L'historien reprendra son œuvre quelque jour, lorsque l'établissement et la consolidation définitive, en France, du régime démocratique, permettra le repos aux sincères patriotes. Mais, en attendant, nous n'avons pas voulu laisser incomplet un livre accueilli par le public avec une rare faveur, et dont le succès a été consacré par plusieurs éditions successives. Nous avons obtenu de M. Albert Maurin qu'il nous livrât la partie achevée de son travail; et il s'est heureusement trouvé que cette partie, comprenant l'histoire de Napoléon, 1er consul et empereur, nous conduisait jusqu'en 1815, jusqu'à la seconde restauration, de manière à ne laisser que peu de chose à désirer à ceux qui veulent connaître, dans leur ensemble, les faits de cette étonnante période commencée par un coup d'État contre nos libertés révolutionnaires, terminée par des coups de canon contre nos libertés nationales.

Aussi, en ajoutant, comme appendice, à cette histoire de Napoléon, une rapide esquisse de la captivité de Sainte-Hélène; un tableau de la Révolution de Juillet 1830 et des causes qui l'ont amenée, et le simple récit de la Révolution de Février 1848, nous pouvons donner dès aujourd'hui au public, par l'auteur de la Galerie historique de la Révolution française, l'ensemble logique et providentiel des grands faits qui se sont produits depuis 1789 jusqu'à ce jour.

Nous ferons remarquer ici au lecteur la date que porte chacune des parties de cette œuvre complexe.

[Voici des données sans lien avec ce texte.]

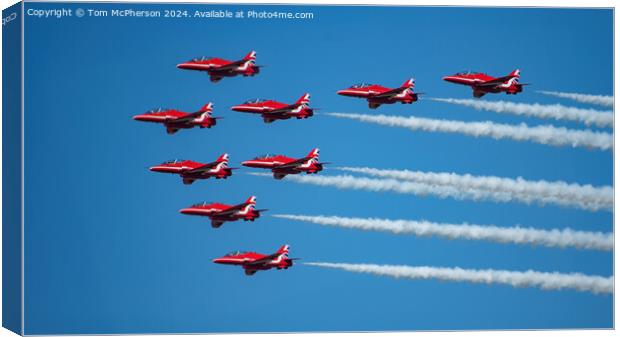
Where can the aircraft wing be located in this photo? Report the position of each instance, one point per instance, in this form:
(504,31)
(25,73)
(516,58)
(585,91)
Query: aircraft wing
(203,168)
(390,93)
(262,260)
(292,164)
(186,119)
(281,111)
(494,82)
(230,210)
(229,66)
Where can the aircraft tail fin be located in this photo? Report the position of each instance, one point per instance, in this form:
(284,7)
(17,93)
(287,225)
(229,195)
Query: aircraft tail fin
(304,99)
(251,200)
(409,83)
(250,56)
(207,107)
(284,249)
(223,159)
(515,73)
(314,153)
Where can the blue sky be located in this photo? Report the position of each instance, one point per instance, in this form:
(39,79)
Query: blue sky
(108,252)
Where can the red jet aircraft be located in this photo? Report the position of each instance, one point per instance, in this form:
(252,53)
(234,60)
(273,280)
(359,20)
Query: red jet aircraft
(272,110)
(191,170)
(281,165)
(253,262)
(483,84)
(174,120)
(219,68)
(377,95)
(220,213)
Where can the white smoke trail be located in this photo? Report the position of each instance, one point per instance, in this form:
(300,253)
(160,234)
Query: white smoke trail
(583,98)
(530,278)
(392,185)
(560,238)
(544,134)
(543,192)
(555,111)
(399,186)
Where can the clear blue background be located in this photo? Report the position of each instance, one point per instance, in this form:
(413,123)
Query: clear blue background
(108,252)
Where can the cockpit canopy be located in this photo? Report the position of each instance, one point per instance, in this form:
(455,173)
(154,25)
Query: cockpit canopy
(157,110)
(173,161)
(255,100)
(263,156)
(361,85)
(468,72)
(200,59)
(235,253)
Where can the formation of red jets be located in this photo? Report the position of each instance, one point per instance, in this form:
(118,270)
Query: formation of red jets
(270,110)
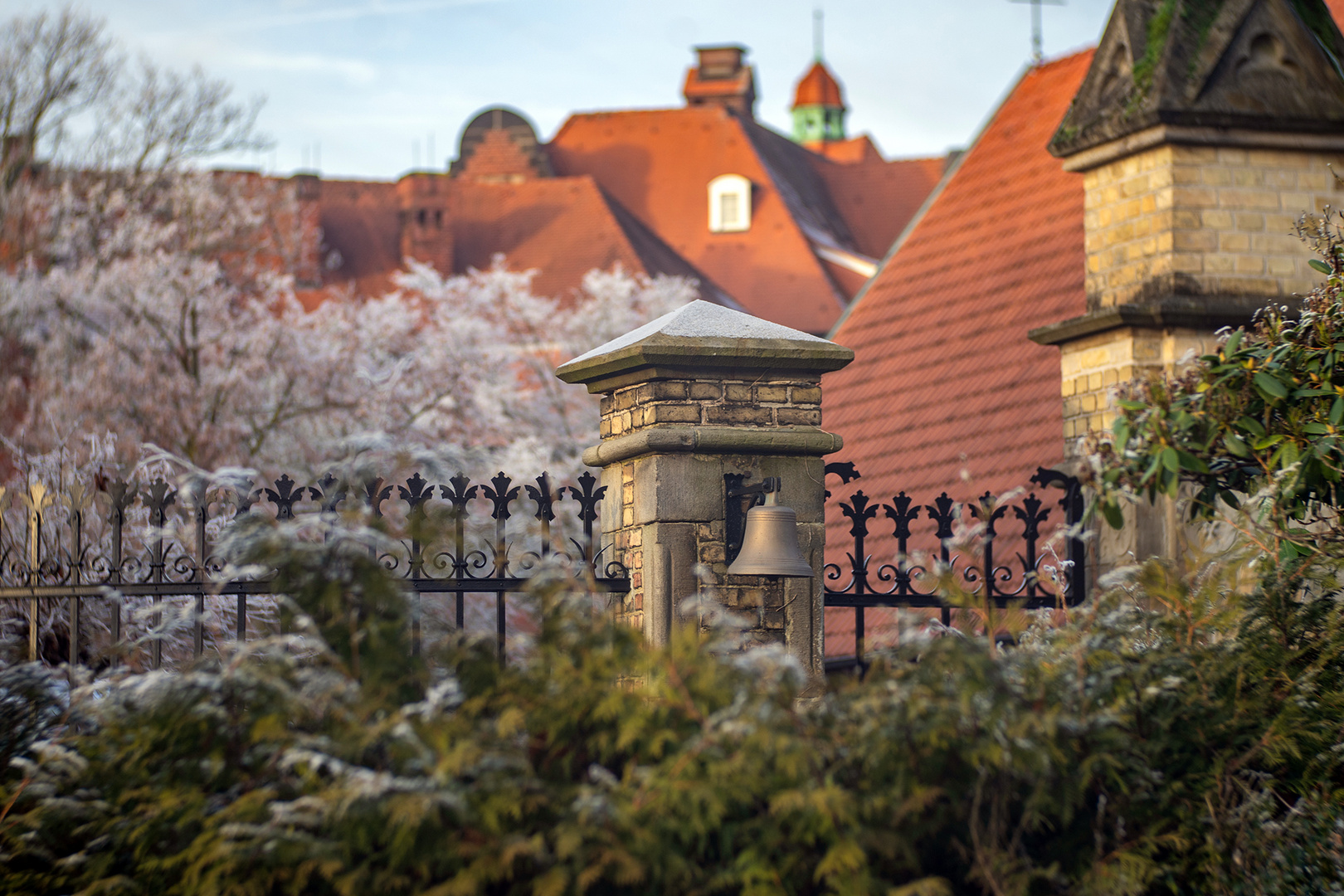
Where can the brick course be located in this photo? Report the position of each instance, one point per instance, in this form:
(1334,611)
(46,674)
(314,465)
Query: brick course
(1218,219)
(776,402)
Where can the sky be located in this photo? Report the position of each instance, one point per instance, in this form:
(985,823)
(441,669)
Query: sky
(375,88)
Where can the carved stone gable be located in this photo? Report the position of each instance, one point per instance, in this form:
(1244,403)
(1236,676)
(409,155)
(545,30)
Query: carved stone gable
(1252,65)
(1273,66)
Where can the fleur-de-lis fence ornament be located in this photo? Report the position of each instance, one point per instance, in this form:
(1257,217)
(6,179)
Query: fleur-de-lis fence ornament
(587,499)
(37,500)
(285,496)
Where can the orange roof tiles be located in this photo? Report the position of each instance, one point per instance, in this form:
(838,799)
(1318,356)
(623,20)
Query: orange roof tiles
(945,377)
(878,197)
(659,164)
(817,88)
(562,227)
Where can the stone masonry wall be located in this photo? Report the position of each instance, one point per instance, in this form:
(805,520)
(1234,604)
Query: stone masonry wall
(767,403)
(776,402)
(1092,368)
(1200,219)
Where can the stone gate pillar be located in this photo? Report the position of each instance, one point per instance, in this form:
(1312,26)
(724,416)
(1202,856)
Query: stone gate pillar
(695,395)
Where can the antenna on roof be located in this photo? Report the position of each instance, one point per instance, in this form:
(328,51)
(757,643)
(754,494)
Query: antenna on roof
(1035,26)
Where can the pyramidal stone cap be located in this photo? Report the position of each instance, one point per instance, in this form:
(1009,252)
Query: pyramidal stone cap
(704,338)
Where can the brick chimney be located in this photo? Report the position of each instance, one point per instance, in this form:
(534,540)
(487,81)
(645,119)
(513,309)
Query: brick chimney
(722,78)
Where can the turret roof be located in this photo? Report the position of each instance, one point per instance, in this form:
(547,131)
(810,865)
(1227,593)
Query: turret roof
(817,88)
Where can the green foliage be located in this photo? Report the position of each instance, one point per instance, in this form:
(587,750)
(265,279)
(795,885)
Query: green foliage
(1174,737)
(1255,425)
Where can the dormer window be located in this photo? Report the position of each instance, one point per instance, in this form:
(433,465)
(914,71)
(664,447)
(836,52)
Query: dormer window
(730,204)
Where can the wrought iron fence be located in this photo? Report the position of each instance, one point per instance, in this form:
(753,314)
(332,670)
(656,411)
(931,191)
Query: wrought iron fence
(114,540)
(997,564)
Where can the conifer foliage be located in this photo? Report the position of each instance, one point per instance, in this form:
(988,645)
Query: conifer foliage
(1174,737)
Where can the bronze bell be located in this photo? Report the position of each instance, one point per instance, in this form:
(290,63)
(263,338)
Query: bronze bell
(771,543)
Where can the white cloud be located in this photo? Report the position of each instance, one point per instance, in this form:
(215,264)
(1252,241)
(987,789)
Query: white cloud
(357,71)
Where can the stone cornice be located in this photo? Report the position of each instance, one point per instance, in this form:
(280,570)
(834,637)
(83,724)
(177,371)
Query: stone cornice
(1200,314)
(714,440)
(1191,136)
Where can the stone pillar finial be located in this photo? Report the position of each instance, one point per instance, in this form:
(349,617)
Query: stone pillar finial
(687,399)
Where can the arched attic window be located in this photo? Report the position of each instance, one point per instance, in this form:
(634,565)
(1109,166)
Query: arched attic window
(730,204)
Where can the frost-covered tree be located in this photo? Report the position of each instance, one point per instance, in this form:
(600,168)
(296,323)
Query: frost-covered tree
(152,299)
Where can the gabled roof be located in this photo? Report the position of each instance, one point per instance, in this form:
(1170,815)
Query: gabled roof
(817,88)
(561,226)
(1262,65)
(659,164)
(815,234)
(945,377)
(874,197)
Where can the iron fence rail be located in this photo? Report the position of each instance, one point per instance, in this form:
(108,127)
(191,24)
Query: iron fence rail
(981,567)
(56,553)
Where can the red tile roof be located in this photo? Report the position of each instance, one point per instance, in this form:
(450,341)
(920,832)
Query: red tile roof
(945,377)
(659,164)
(817,88)
(878,197)
(562,227)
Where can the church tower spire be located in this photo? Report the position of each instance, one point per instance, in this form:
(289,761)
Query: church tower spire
(817,102)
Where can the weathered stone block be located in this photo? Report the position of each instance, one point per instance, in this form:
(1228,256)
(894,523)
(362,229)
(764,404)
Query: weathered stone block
(806,394)
(706,391)
(737,416)
(665,390)
(797,416)
(672,414)
(737,392)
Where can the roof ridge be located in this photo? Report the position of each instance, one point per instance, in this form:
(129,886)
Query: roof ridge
(626,221)
(947,178)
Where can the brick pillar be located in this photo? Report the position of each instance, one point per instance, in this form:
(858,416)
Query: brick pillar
(1181,241)
(698,394)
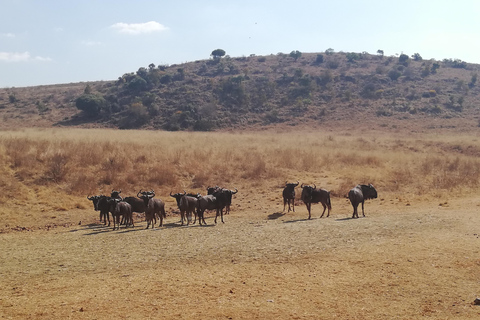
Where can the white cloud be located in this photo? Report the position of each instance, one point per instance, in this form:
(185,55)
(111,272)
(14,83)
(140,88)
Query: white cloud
(91,43)
(21,57)
(138,28)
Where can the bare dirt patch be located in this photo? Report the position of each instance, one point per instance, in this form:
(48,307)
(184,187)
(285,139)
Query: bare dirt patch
(400,262)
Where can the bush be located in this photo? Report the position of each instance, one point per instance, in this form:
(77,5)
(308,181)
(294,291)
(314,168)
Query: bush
(91,104)
(394,74)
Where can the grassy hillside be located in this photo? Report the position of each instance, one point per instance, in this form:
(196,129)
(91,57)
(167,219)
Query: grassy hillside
(316,89)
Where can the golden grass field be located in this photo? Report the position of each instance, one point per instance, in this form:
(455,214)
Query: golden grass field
(415,254)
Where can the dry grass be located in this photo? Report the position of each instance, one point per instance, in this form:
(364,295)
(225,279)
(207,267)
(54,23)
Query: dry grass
(69,164)
(414,256)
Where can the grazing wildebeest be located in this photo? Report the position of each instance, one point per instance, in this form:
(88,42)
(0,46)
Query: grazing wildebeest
(187,204)
(138,205)
(100,204)
(154,208)
(229,194)
(313,195)
(120,208)
(115,194)
(359,194)
(289,195)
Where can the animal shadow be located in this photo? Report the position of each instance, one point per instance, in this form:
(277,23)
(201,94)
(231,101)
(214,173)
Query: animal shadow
(275,215)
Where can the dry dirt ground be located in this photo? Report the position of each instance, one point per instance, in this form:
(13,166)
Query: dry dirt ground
(402,261)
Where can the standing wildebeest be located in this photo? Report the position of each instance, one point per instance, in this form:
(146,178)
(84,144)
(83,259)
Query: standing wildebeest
(359,194)
(187,204)
(100,204)
(313,195)
(120,208)
(154,208)
(229,194)
(208,202)
(289,195)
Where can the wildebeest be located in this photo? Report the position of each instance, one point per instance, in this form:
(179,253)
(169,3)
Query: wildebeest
(229,195)
(313,195)
(120,208)
(100,204)
(187,204)
(289,195)
(208,202)
(115,194)
(359,194)
(154,207)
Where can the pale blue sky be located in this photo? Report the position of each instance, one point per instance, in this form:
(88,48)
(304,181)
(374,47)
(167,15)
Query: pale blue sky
(53,41)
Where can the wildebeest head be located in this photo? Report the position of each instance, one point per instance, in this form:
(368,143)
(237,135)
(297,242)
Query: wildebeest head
(94,199)
(291,185)
(178,196)
(369,191)
(211,190)
(146,195)
(307,192)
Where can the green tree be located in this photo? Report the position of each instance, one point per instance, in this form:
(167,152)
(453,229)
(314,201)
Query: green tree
(295,54)
(319,58)
(417,57)
(218,53)
(403,58)
(91,104)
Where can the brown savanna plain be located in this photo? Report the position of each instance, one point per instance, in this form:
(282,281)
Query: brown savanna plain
(415,254)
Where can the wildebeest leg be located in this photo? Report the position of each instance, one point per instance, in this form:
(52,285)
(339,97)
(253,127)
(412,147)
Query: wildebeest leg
(309,208)
(324,208)
(355,213)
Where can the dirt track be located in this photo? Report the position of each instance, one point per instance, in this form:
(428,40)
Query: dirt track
(400,262)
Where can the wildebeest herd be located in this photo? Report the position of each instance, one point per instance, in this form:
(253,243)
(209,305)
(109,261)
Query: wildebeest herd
(193,206)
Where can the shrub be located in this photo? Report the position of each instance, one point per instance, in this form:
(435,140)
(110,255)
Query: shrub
(394,74)
(91,104)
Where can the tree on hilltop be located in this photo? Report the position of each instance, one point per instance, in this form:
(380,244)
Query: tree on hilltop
(218,53)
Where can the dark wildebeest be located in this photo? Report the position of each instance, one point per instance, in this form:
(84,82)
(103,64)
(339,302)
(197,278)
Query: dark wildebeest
(208,202)
(116,194)
(229,194)
(120,208)
(313,195)
(154,208)
(359,194)
(187,204)
(100,204)
(289,195)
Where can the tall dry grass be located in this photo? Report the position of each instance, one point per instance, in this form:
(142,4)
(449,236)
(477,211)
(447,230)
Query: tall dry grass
(57,168)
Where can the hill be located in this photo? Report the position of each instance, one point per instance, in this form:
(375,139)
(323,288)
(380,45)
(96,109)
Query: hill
(313,89)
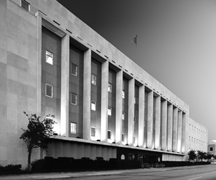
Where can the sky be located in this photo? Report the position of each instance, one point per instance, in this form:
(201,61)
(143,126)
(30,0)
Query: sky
(176,44)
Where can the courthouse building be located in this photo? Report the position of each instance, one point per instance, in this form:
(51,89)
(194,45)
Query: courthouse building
(105,105)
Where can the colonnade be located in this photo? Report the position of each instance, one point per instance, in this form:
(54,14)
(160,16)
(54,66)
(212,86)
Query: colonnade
(163,122)
(170,121)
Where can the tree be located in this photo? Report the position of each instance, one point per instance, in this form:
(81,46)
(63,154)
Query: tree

Les trois volumes précédents, comprenant l'histoire de notre Révolution de 1787 à 1799, ont été écrits de 1841 à 1842 et publiés pour la première fois en 1843; dans les deux volumes qui suivent, le récit des Révolutions de 1830 et de 1848, est seul une œuvre récente La Vie de Napoléon, 1er consul et empereur, a été écrite en 1843, et publiée partiellement en 1844 et 1845.

Nous avons cru ces quelques indications indispensables pour le public, et de toute justice pour l'auteur. Depuis que ces pages ont été tracées, quelques publications ont vu le jour, quelques histoires de la Révolution et de l'Empire ont présenté nos annales modernes à un point de vue et sous une forme qui se rapprochent plus ou moins du cadre de cet ouvrage; et, on le sait, de toutes les accusations qui peuvent peser sur un écrivain, celle de plagiat est une des plus redoutées.

Qu'on nous permette d'ailleurs de reproduire, et nous terminerons par là, quelques lignes qui précédaient la première édition de la Vie de Napoléon. Ces lignes justifieront ce que nous venons de dire, en montrant un des principaux obstacles que rencontre l'historien qui n'a point vu les événements de la période impériale, et qui cherche les éléments de son travail dans le témoignage des contemporains et surtout dans les écrits du temps:

<< Pour s'identifier avec les annales de la Révolution française, on pourrait, à la rigueur, se passer des historiens, tant les documents abondent sur cette époque de puissantes et de viriles libertés, de violente controverse. Rien qu'en suivant dans le Moniteur les séances de la Constituante, de la Législative et de la Convention nationale, on a tous les éléments du grand drame qui commence à la prise de la Bastille et finit au 19 brumaire. Quelle différence pour le Consulat et pour l'Empire! A partir de l'année 1799 jusqu'à nos désastres de 1815, les documents deviennent de plus en plus rares. Et nous ne parlons pas

ici des pièces officielles, mais de ces écrits qui naissent et meurent avec les circonstances qui les ont produits, et qui nous révèlent un jour le véritable esprit d'une époque, lorsque des fouilles intelligentes les remettent en lumière.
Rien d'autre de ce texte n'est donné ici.